Ritorno al pianeta silenzioso

Di ritorno da galassie lontane lontane, scavalcate d'un balzo intere terre di mezzo, teletrasportati di nuovo sul pianeta silenzioso, sotto lo sguardo benevolo di stelle verdi, stagliati sullo sfondo di esplosioni accuratamente coreografate, reduci da scazzottate con scimmioni esapodi a pelo bianco, dopo aver pilotato robot giganti in calzamaglie variopinte e salvato principesse biondocrinite che, si è scoperto poi, non avevano nulla da dirci, siamo ancora qui. La specializzazione la lasciamo agli insetti.

Siamo ancora qui.

Ogni anno è sempre più dura ricominciare: credo che questa confessione, per quanto sincera, possa giungere inaspettata per molti lettori. Quanto può essere difficile sparare vaccate una volta alla settimana e produrre il solito fumetto, oramai con il pilota automatico dopo tredici anni di pratica? Eppure è così. Ogni atto creativo scaturisce dalla sofferenza. A volte fa male anche continuare a farlo.
Ma lo spettacolo di questo fumetto andrà avanti, per quanto possiamo prevedere, per quanto le nostre forze lo consentiranno. E allora diamo inizio a un altro anno di FTR.

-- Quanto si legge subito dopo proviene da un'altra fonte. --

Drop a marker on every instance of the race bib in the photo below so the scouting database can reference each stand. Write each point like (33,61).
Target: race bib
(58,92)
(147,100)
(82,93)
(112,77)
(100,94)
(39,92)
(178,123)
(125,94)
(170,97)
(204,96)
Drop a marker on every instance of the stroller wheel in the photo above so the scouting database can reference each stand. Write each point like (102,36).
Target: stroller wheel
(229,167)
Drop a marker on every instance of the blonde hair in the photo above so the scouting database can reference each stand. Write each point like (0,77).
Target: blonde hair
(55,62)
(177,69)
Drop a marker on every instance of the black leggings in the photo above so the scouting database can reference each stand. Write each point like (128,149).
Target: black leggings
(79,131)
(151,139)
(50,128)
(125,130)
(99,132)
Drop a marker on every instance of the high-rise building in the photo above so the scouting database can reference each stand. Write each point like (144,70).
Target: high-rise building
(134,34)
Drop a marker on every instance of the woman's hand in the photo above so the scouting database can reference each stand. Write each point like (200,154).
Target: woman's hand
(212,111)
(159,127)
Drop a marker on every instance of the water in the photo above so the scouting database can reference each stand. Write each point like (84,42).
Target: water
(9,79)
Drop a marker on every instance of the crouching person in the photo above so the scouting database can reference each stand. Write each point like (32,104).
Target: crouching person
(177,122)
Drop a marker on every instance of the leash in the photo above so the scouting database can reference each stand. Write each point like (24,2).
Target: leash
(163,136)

Lo iato estivo è stato (indegnamente) colmato dalla tradizionale illustrazione che mettiamo su ogni anno in questo periodo. Sempre diversa, s'intende. Anche quest'anno inventarmi qualcosa è stata una sfida che fino all'ultimo ho disperato di vincere... alla fine è venuto fuori questo. Dedicata a tutte le nostre severe padrone, e alle belve che ci hanno aizzato contro.
Silhouette chiaramente ispirate al solito maestro, Frank Frazetta, che se non fosse morto probabilmente a quest'ora avrebbe attraversato l'oceano per venire a riempirmi di mazzate, da giocatore di baseball quale era. C'è sempre la possibilità che la sua vendetta mi raggiunga dall'oltretomba, a dire il vero, il che è un pensiero ben più agghiacciante. Però, sarebbe un bello spunto per farne un fumetto.

Lo-Rez: arte, storia, web design
30 . 08 . 2014

L'estate degli Stark

Presente quando gli Stark, in qualsiasi situazione, continuano a ripeterti che farà freddo, che è meglio se ti prendi un cappotto nuovo, che tanto il sole non dura ecc. ecc.? Ecco, pensateli a sogghignare durante quest'estate appena conclusa. E continuate a essere fan di Game of Thrones solo perché vi fa vedere due tette.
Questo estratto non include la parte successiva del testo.